A good experience will turn into a positive Third Moment of Truth. A bad experience will likely result in bad reviews that will hurt your own ZMOT for your next prospective customer. Since we specialize in hospitality marketing, here are some content types that can support the Second Moment of Truth:
- Hotel FAQ Section — Help your guests with the most common questions during their stay.
- Location Guides/Area Attractions — Sure they love your hotel, but help them love the destination too. Dining guides, local tours, museums, entertainment, concerts, sports, etc.
- Social Media — At this point you should have dedicated staff to answer the most basic shared questions and comments about your property.
- On Site Activities — Provide a clear way to help your guests learn and access any of your onsite activities or programs. And no, making them leave their room to go to the lobby to read off an easel is not enough. Provide them with information at their fingertips. No friction.
- Feedback Forms — Often overlooked, you need to entice your guests to come back again. Offering an incentive to fill out a quick online form or provide a positive review will go a long way in making them important and by feeling that their opinion counts.
The second moment of truth is about earning your guests’ trust and ensuring that they have a great experience during their stay. Remember that the second moment of truth will not only feed your ZMOT but it will also be a critical factor toward the third and last moment of truth.
The Third Moment Of Truth
Continuing with the hotel guest example, the third moment of truth starts right after the guest experience. This is the time when you want your guest to become a fan of your brand and turn into your unofficial ‘ambassador’ with her circle of friends.
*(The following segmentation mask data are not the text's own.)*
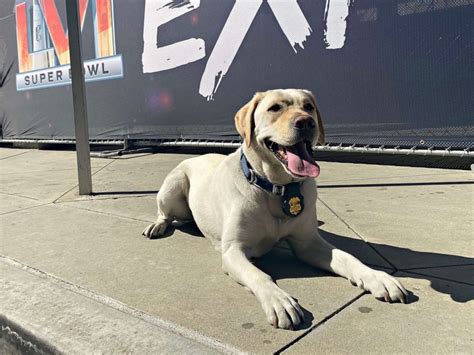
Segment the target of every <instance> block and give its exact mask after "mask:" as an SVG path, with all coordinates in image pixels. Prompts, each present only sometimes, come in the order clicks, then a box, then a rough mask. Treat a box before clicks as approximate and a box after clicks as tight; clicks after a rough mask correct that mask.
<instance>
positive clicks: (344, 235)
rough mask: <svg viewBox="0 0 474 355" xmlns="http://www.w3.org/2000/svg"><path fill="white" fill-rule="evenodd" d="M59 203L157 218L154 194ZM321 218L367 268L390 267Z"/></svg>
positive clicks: (325, 209)
mask: <svg viewBox="0 0 474 355" xmlns="http://www.w3.org/2000/svg"><path fill="white" fill-rule="evenodd" d="M60 204H61V205H64V206H68V207H72V208H79V209H84V210H89V211H95V212H100V213H104V214H110V215H113V216H118V217H126V218H131V219H137V220H143V221H149V222H153V221H154V220H155V218H156V197H155V196H154V195H152V196H133V197H120V196H117V195H115V197H98V198H96V196H92V197H84V198H82V199H76V200H74V201H64V202H61V203H60ZM318 218H319V221H320V224H322V225H321V226H320V232H321V235H322V236H323V237H324V238H325V239H326V240H328V241H329V242H330V243H332V244H334V245H335V246H337V247H338V248H341V249H343V250H345V251H347V252H349V253H351V254H353V255H354V256H356V257H358V258H359V259H360V260H362V261H363V262H364V263H366V264H368V265H373V266H380V267H385V268H390V264H388V263H387V262H386V261H385V260H384V259H383V258H382V257H381V256H380V255H379V254H377V252H376V251H374V249H373V248H371V247H370V246H368V245H367V244H366V243H365V242H364V241H363V240H361V239H360V238H359V237H358V236H357V235H355V233H353V232H352V231H351V230H350V229H349V228H348V227H347V226H346V225H345V224H344V223H342V222H341V221H340V220H339V219H338V218H336V217H335V216H334V214H333V213H332V212H331V211H329V210H328V209H327V208H326V207H325V206H324V205H320V206H318ZM198 233H199V232H198ZM282 247H286V248H289V247H288V246H287V245H286V244H283V245H282Z"/></svg>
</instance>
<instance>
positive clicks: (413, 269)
mask: <svg viewBox="0 0 474 355" xmlns="http://www.w3.org/2000/svg"><path fill="white" fill-rule="evenodd" d="M459 266H474V263H473V264H449V265H439V266H420V267H410V268H403V269H398V271H410V270H425V269H444V268H449V267H459Z"/></svg>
How many times have you read bad reviews about a new movie, yet a couple of your close friends that actually saw the movie had a good experience and recommended it to you? And of course, you listened to your friends’ feedback rather than the third party reviewers and you went to see that movie too.
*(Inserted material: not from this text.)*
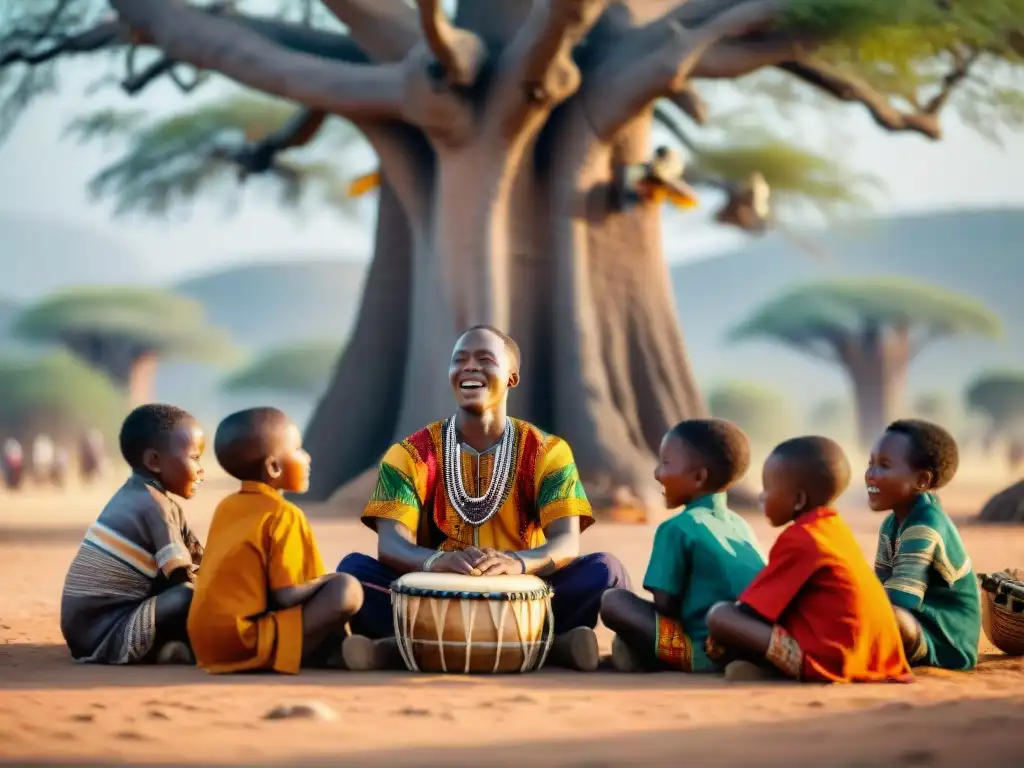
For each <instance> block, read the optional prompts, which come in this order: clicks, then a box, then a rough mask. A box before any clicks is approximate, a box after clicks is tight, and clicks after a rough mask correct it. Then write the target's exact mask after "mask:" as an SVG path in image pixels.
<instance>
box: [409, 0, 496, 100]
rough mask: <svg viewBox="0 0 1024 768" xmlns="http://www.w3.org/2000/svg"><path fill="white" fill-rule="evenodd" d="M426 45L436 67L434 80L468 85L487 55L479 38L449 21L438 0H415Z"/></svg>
mask: <svg viewBox="0 0 1024 768" xmlns="http://www.w3.org/2000/svg"><path fill="white" fill-rule="evenodd" d="M416 5H417V7H418V8H419V9H420V25H421V26H422V28H423V37H424V39H425V40H426V42H427V46H428V47H429V48H430V51H431V53H433V55H434V58H435V59H437V65H438V66H439V68H440V72H439V73H438V75H439V77H438V78H437V79H438V80H445V81H447V82H450V83H453V84H455V85H460V86H462V87H464V88H468V87H469V86H471V85H472V84H473V83H475V82H476V78H477V77H478V76H479V74H480V70H481V69H482V68H483V63H484V61H485V59H486V57H487V49H486V46H485V45H484V43H483V41H482V40H480V38H478V37H477V36H476V35H474V34H473V33H472V32H467V31H466V30H460V29H459V28H458V27H456V26H455V25H453V24H452V23H451V22H449V19H447V16H445V15H444V11H443V9H442V8H441V4H440V0H417V3H416Z"/></svg>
That’s why the Third Moment of Truth is so important for all businesses. It’s the stage at which your marketing campaigns have very little or no influence at all, and you just rely on your customers’ (great) experience to do the selling for you. It’s about turning a satisfied customer into an influencer.
So what has changed between twenty years ago and today? The key point is to understand how the Internet and more recently, the uber presence of mobile devices has facilitated everybody’s access to information.
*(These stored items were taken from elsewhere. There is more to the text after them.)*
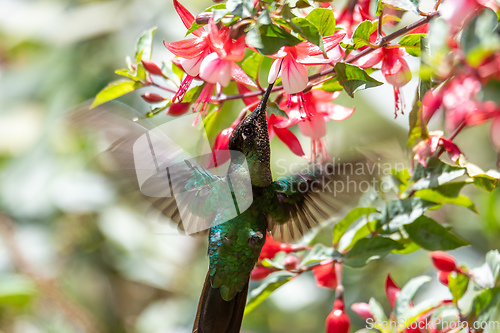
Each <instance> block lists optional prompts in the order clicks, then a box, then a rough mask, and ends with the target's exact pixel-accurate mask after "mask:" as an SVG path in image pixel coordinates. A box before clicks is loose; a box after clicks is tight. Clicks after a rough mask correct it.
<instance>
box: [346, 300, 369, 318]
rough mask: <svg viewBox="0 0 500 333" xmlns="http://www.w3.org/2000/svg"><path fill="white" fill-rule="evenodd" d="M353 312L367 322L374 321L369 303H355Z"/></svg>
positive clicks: (361, 302) (353, 306) (353, 304)
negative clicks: (366, 319)
mask: <svg viewBox="0 0 500 333" xmlns="http://www.w3.org/2000/svg"><path fill="white" fill-rule="evenodd" d="M351 310H352V311H354V313H356V314H357V315H358V316H360V317H361V318H363V319H365V320H366V319H370V318H372V319H373V316H372V314H371V312H370V304H368V303H364V302H359V303H354V304H353V305H351Z"/></svg>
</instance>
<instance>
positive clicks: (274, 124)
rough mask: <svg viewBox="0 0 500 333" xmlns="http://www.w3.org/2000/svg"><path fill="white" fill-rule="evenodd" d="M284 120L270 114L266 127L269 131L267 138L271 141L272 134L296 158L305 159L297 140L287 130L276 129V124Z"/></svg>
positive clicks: (289, 132) (285, 128)
mask: <svg viewBox="0 0 500 333" xmlns="http://www.w3.org/2000/svg"><path fill="white" fill-rule="evenodd" d="M285 120H286V118H284V117H280V116H276V115H274V114H272V115H271V116H270V117H269V119H268V122H267V127H268V131H269V138H270V139H272V137H273V136H274V134H276V136H277V137H278V139H280V140H281V141H282V142H283V143H284V144H286V145H287V147H288V148H289V149H290V150H291V151H292V153H294V154H295V155H297V156H300V157H305V156H306V154H305V153H304V150H302V146H301V145H300V141H299V139H297V137H296V136H295V134H293V133H292V132H291V131H290V130H289V129H287V128H283V127H278V126H276V125H277V124H281V123H282V122H283V121H285Z"/></svg>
In the era of traditional media (TV, Radio, Print) we would see an ad or commercial for a hotel or resort (stimulus), followed directly by the First Moment of Truth, visited a travel agency and trust the person behind the desk with her knowledge and/or sales pitch.
In today’s connected world, we no longer have to trust other experts. Instead, we can become the experts, do our own research, compare rates, read reviews, and a number of other micro moments that will lead us to an educated decision.
The Internet or any of the dominant players like Google, Facebook, Twitter, etc. have not changed the environment. The Internet has merely exposed information and content that was not available at our fingertips before. Consumers have become smarter and businesses can no longer hide their weaknesses. Bad services and products have always existed. Only now, they can’t hide anymore behind a glorified print ad.
Today’s marketing professionals need to be much more aware of their own space in the market place than ever before. Consumers are constantly looking for information and if your company is not there during the Zero Moment of Truth, you can rest assured that one of your competitors will. And then, they will also support their guest or consumers through the first, second and third moments of truth, hence feeding future prospects for your in the future.
How strong is your presence at the Zero Moment of Truth searches for your guests?